With a January 2020 deadline just 10 months away, only 14 percent of companies surveyed are compliant with the California Consumer Privacy Act, and 44 percent have not yet started the implementation process.
Those results come from a new survey conducted by TrustArc, a privacy compliance company, and Dimensional Research. The research gauged the readiness of U.S. companies and their plans for complying with the CCPA as compared to the EU’s General Data Protection Regulation.
The California law, enacted in June 2018, defines a covered “business” as any for-profit entity that either does $24 million in annual revenue; holds the personal data of 50,000 people, households, or devices; or does at least half of its revenue in the sale of personal data.
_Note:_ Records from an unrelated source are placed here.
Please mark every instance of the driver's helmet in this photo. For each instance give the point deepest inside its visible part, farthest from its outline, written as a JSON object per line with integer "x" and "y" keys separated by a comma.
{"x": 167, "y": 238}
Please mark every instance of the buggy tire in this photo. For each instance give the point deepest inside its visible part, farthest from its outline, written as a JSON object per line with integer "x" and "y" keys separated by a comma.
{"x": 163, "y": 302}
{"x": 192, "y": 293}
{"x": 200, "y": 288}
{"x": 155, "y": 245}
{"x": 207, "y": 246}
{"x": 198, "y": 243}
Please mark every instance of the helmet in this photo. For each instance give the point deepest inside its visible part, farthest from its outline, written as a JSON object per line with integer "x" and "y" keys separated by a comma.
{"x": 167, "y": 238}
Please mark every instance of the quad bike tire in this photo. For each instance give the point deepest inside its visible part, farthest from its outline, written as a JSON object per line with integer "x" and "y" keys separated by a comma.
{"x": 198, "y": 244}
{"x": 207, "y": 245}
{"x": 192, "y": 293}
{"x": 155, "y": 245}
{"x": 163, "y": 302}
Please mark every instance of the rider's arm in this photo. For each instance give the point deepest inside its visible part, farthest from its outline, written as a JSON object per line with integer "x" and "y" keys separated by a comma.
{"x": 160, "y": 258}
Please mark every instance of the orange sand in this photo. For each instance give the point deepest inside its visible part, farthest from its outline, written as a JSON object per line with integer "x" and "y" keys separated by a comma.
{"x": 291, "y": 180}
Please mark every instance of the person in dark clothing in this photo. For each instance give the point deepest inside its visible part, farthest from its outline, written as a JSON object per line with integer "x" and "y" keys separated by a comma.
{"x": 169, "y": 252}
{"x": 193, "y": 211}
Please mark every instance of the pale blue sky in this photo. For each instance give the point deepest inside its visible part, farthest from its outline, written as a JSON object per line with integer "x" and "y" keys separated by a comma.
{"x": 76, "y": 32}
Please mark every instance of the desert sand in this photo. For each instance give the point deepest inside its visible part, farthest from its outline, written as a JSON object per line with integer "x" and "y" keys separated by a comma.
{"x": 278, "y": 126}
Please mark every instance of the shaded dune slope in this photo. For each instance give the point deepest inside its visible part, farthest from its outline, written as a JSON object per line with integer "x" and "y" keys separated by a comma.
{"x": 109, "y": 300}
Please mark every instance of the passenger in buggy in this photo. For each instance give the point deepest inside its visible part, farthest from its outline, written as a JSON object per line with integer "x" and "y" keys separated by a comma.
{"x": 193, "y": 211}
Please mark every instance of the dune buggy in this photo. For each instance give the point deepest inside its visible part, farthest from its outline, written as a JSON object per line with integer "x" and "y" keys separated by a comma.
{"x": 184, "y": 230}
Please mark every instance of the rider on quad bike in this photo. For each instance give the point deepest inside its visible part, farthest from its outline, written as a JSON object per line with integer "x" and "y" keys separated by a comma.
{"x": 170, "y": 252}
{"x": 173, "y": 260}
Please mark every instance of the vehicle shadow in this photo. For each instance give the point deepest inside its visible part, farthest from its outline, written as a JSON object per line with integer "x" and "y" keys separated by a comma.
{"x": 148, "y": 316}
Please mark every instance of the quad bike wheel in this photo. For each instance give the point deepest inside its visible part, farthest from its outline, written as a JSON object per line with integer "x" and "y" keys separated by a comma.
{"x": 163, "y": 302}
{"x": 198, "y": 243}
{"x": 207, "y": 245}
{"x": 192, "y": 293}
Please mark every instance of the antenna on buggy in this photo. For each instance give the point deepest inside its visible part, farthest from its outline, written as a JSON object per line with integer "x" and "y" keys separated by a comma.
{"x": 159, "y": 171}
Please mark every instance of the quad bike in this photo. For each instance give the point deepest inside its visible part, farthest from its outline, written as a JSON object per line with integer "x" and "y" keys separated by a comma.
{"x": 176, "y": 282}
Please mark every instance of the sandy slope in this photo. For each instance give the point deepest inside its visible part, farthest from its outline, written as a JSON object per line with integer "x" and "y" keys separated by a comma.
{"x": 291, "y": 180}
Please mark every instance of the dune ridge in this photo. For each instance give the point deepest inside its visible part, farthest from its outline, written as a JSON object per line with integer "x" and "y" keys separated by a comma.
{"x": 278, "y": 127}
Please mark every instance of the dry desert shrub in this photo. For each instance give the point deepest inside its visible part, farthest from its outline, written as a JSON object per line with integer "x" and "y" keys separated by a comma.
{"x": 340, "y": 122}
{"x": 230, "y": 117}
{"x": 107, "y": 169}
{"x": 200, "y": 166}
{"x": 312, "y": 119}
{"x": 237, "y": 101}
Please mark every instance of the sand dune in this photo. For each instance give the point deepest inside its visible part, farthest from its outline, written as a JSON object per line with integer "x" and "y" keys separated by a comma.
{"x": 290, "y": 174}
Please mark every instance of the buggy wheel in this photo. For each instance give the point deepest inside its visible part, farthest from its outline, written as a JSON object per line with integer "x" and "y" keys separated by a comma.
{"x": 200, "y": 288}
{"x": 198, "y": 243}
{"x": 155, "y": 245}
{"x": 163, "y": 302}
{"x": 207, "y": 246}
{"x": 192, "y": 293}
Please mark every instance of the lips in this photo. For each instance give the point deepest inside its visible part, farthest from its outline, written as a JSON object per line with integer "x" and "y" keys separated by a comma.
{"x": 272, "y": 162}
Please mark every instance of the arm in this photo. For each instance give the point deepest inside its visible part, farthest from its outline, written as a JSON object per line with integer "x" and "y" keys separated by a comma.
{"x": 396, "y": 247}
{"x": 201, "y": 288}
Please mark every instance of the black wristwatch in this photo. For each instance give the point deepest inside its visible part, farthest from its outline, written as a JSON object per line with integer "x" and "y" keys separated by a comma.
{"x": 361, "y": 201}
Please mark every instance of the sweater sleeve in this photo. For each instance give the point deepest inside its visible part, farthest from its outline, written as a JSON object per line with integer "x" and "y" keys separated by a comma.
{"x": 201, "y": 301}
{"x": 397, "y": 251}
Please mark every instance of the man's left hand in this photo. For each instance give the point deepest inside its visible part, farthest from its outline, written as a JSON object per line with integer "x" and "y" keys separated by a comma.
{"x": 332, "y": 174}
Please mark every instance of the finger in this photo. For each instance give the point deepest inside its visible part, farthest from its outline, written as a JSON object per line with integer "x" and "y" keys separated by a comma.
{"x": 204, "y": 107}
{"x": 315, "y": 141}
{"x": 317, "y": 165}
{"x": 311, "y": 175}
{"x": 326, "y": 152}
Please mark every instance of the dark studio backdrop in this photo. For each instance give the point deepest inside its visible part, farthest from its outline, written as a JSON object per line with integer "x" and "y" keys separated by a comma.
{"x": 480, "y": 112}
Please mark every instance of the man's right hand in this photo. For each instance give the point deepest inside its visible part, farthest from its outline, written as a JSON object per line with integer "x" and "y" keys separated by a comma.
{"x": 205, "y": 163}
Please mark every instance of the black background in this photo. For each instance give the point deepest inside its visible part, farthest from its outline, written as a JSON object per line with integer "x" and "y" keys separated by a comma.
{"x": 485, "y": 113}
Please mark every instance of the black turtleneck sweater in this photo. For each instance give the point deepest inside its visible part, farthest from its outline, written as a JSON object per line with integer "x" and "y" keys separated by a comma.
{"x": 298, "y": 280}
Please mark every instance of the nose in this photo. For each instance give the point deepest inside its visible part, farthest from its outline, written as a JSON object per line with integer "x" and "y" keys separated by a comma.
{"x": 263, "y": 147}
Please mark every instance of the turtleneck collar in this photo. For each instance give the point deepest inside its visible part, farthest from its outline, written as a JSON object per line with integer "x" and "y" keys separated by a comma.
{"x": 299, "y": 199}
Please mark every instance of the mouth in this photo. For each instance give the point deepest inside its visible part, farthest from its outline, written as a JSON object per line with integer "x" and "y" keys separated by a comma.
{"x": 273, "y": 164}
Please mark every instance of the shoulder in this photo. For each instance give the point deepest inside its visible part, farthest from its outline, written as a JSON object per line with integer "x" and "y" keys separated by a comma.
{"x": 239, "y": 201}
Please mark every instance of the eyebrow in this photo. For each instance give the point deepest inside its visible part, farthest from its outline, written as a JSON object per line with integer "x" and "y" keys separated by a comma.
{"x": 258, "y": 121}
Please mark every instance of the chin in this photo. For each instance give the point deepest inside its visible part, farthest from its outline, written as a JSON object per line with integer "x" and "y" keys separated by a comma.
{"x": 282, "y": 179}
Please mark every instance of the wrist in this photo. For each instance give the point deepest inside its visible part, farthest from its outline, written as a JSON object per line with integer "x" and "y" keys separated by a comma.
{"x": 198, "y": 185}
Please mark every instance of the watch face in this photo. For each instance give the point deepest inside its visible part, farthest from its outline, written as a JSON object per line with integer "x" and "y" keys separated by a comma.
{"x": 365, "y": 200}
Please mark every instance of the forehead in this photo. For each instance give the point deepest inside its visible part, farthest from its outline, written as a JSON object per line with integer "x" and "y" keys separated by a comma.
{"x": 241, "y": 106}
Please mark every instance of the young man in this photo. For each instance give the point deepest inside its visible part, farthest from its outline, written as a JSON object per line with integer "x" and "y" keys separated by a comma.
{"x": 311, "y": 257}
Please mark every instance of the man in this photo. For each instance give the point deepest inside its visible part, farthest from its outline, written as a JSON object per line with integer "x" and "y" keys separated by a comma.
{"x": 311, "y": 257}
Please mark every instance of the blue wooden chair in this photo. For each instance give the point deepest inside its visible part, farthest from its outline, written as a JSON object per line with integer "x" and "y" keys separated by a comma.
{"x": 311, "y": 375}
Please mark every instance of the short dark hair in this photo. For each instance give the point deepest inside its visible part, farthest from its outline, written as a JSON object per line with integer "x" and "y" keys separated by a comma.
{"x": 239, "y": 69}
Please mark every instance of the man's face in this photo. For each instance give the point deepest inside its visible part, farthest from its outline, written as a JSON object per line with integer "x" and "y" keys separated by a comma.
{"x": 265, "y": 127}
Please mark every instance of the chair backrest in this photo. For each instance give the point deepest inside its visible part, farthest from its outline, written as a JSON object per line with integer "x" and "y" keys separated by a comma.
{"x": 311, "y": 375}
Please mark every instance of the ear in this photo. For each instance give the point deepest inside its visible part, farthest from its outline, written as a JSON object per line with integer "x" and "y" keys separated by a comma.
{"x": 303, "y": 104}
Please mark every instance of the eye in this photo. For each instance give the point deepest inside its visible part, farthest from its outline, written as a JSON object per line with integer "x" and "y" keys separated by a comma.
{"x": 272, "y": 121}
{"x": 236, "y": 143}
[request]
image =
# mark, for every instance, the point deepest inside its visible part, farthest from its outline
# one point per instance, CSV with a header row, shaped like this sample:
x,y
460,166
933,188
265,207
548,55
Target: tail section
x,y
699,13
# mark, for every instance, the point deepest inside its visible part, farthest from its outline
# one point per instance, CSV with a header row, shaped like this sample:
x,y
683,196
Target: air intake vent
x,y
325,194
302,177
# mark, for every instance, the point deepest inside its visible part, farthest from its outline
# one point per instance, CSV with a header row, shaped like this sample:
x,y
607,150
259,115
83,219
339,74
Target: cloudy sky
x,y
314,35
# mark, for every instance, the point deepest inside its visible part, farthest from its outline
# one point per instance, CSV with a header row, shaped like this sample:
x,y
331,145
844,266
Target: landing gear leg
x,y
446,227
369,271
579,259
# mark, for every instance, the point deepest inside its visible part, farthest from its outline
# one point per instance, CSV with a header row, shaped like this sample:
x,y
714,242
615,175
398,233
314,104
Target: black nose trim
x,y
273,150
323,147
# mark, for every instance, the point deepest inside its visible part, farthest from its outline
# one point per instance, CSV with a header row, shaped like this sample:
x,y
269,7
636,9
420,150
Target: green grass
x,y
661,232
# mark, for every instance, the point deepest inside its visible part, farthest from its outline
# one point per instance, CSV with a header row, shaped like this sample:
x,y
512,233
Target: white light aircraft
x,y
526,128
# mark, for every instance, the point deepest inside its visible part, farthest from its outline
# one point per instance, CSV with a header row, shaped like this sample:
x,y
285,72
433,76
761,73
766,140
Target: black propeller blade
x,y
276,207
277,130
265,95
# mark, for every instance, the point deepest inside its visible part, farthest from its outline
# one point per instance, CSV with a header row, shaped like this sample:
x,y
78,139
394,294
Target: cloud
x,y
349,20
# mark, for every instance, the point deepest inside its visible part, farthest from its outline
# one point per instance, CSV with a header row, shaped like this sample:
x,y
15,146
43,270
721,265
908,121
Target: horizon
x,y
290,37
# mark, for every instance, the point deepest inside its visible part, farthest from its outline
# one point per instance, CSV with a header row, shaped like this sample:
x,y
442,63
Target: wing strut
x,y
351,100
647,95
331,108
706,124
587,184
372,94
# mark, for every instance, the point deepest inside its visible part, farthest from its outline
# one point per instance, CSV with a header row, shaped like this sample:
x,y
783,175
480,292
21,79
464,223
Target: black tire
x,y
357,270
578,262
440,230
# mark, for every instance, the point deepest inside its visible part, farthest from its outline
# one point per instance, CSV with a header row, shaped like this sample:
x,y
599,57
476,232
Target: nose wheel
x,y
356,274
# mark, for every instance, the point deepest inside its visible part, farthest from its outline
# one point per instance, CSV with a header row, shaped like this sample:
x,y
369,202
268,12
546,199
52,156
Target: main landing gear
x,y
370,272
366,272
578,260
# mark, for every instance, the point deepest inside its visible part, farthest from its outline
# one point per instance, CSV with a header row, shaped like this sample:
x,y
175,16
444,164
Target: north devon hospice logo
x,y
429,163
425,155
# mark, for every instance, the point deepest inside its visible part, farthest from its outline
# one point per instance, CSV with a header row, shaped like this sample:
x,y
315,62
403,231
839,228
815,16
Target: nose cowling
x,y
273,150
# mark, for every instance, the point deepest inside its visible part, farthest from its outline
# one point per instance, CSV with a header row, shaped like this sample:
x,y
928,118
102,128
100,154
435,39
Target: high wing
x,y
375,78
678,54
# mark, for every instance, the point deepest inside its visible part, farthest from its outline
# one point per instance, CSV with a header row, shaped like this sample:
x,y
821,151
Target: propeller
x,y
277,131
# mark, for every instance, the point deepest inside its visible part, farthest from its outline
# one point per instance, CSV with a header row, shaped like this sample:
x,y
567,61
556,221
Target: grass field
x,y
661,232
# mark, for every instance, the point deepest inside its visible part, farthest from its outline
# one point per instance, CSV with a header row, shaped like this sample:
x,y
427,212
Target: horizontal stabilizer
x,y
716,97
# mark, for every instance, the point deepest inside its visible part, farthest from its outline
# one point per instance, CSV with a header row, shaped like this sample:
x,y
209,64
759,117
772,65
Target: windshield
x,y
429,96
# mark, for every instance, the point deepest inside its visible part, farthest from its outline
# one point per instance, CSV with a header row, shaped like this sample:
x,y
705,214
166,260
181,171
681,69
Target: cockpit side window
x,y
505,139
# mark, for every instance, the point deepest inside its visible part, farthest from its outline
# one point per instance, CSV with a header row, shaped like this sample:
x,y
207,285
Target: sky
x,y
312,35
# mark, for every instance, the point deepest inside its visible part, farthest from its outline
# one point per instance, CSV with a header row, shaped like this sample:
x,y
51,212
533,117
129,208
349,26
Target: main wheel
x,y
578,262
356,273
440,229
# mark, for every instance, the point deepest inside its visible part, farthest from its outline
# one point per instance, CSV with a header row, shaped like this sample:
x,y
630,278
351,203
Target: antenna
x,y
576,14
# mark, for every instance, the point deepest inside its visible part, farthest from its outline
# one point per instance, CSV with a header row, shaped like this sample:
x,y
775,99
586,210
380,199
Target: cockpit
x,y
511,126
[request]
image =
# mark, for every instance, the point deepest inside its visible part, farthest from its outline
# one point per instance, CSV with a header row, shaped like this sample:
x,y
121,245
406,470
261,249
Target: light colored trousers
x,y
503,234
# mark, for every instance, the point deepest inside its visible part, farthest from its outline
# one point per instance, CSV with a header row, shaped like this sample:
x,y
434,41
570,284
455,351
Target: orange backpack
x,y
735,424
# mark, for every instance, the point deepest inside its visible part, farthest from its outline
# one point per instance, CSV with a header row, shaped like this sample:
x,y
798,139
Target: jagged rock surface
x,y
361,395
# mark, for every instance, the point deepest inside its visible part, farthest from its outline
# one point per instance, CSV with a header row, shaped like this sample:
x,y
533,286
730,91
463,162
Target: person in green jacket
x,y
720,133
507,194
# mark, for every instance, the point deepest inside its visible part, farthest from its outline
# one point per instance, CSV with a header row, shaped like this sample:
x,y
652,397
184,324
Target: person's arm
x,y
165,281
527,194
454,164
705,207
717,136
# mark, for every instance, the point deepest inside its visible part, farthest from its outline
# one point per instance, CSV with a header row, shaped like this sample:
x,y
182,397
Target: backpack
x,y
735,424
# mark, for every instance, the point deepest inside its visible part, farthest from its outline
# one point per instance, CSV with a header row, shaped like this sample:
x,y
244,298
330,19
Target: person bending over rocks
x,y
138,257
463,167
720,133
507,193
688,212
Among the requirements: granting consumers the right to request deletion of personal information, providing a right to request companies disclose the categories of information that it collects and the identity of third parties to which the information was sold or disclosed, prohibiting a company from discriminating against consumers who opt out of data collection, and allowing businesses to offer financial incentives in exchange for the collection of personal information.
Of companies that have worked on GDPR compliance, 21 percent are compliant with the CCPA, compared to only 6 percent for companies that did not work on the GDPR, the survey says.
Additional findings from the report:
- 71 percent of companies expect to spend more than six figures to comply with the CCPA.
- One-in-five expect to spend more than $1 million to achieve CCPA compliance.
- For companies not impacted by the GDPR, 79 percent will spend more than six figures to comply with the CCPA, compared to 61 percent who have worked on GDPR compliance.
- 88 percent of respondents say they require external help to understand CCPA requirements.
- 72 percent plan to invest in technology to prepare for the CCPA, while 61 percent plan to spend on consulting expertise.
- 64 percent of companies need help developing their CCPA privacy plan.
- 62 percent of respondents said the top motivation to comply is to meet partner and/or customer requirements.
- 35 percent of respondents described the risk of fines or class action lawsuits as the top driver, and 18 percent cited the risk of negative media coverage.
“Companies that took the steps to comply with GDPR are already ahead of the game and will have an easier path to meet the requirements of CCPA. The companies that did not work on GDPR compliance will be under the gun to implement scalable compliance processes by the Jan. 1, 2020 deadline,” Chris Babel, CEO of TrustArc, said in a statement.
The survey was distributed online from Feb. 15-27 to 250 IT and privacy/legal professionals at U.S. companies required to meet CCPA compliance. Company size ranged from 500 to more than 50,000 employees from a cross-section of industries, including technology, manufacturing, business services, financial services, and insurance.